Actually, it's the "report" class, but yeah, I'll switch to "article" in future versions of the document.
Pushing the result(s) to the stack of the calling process is awkward, since you'd need a special wrapper for that kind of access, you're messing with the stack where the C compiler doesn't expect it.
How do you pass arguments to a page fault? I can only think of pushing them on the stack, but that's just as hackish as trying to pop the result off the stack.
How about this: In an export, the function lists how many bytes the arguments take up. This could be calculated from the function definitions by the same tool that writes the imports headers and whatnot. When it's called, the kernel initializes the process' stack, copying that data into the top of the stack. Upon return, the kernel copies the data from the start of the stack up to the callee's %esp (the return value), back to the caller's stack(overwriting the arguments) and increments the caller's %esp accordingly. Hackish, yes, but it should work just fine.
The issue of calling conventions arises here, but as long as the two ends can agree on a convention (or maybe, specify that all functions must use one), and the arguments are passed on the stack (no registers!), this shouldn't a problem.
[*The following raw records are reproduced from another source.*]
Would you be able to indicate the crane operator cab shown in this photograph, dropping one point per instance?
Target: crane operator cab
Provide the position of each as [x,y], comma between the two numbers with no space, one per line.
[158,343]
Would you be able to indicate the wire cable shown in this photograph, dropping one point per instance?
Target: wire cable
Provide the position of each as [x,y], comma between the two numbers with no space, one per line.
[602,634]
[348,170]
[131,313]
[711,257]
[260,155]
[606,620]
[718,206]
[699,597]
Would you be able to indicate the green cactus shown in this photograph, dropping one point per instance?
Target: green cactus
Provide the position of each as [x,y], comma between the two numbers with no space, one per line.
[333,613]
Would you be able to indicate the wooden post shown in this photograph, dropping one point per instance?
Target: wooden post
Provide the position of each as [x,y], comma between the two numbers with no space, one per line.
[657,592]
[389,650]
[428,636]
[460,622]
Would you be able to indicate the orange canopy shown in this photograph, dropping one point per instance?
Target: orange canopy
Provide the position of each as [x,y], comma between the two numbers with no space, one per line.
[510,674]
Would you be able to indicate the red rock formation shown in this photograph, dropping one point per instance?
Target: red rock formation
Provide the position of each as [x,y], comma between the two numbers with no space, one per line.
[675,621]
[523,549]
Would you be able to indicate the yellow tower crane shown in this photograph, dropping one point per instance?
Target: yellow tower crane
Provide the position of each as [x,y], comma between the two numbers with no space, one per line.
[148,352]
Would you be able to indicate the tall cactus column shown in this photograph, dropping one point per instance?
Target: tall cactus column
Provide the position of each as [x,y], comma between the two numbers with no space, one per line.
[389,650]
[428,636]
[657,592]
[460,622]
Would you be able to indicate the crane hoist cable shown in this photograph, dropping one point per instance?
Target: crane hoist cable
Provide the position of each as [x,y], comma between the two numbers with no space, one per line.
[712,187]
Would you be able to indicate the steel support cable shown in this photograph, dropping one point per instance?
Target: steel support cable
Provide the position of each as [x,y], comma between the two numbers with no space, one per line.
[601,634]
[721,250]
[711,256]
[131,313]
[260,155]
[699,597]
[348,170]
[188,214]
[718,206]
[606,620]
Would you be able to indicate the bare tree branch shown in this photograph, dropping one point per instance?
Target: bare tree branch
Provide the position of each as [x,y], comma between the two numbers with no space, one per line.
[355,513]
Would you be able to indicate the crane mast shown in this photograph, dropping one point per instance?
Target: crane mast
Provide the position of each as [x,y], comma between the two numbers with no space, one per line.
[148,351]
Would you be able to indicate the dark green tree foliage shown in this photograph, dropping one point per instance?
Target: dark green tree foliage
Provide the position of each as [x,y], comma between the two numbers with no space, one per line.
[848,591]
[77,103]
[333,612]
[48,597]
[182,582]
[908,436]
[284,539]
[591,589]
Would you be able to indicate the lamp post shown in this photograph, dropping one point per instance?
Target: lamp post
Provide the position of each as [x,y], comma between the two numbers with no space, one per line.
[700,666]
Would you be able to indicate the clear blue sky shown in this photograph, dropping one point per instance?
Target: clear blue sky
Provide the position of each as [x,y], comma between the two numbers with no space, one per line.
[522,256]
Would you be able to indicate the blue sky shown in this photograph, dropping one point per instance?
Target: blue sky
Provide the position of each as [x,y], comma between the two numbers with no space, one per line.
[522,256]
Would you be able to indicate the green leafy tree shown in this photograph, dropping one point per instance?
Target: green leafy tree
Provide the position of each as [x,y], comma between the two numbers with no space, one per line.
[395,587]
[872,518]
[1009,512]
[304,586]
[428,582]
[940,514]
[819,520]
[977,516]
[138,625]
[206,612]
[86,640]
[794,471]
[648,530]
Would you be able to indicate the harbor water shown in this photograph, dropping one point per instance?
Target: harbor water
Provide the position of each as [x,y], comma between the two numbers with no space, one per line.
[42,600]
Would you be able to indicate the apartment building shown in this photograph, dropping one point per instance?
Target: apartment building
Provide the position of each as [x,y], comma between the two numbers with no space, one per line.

@gnome: despite the mechanism is interresting, you might wish to reconsider the concept of "exporting functions" to the world. Try to model the use of IPC: you may have process that expose "objects" to the world (like a window, a network connection, a file handle or things alike), but you usually want to avoid a remote process to tell you where in your own memory things stands, which is the great difference between RPC and LPC ...
Hmm... that's a valid point about exporting objects vs. exporting functions.
About the remote process telling you what's in your own memory, I don't follow. The address that you call for any specific function is determined by the offset of that function in the process' import table. In the export table, a process lists the actual address of the function in its own address space, but that is only exposed to the kernel.
Could you clarify?
As a concluding thing, the asynchronous syscalls is a good idea I think. You might want to write a paper on that, since it's a thing I haven't heard about up to now. It is very close to my unreleased tcall API, although tcall is intended for user-level no-wait functions.
;D
Although it's a few years away, I'll have the option of writing a thesis in the 4th year of my CS program, and I might do it on this whole system. Failing that, the asynchronous calls might work too. We'll see what happens.
To avoid the re-entrancy issues you could put the call into a buffer or queue, so that the called function does one call at a time. When it completes one call it'd try to get the next call from the buffer/queue, and it could block until another call is made when no calls are in the buffer/queue.
Good idea. I suppose I could add another flag in the export list to control this behaviour. If a process wants to allow reentrancy, it should be allowed to. By default though, they're non-reentrant.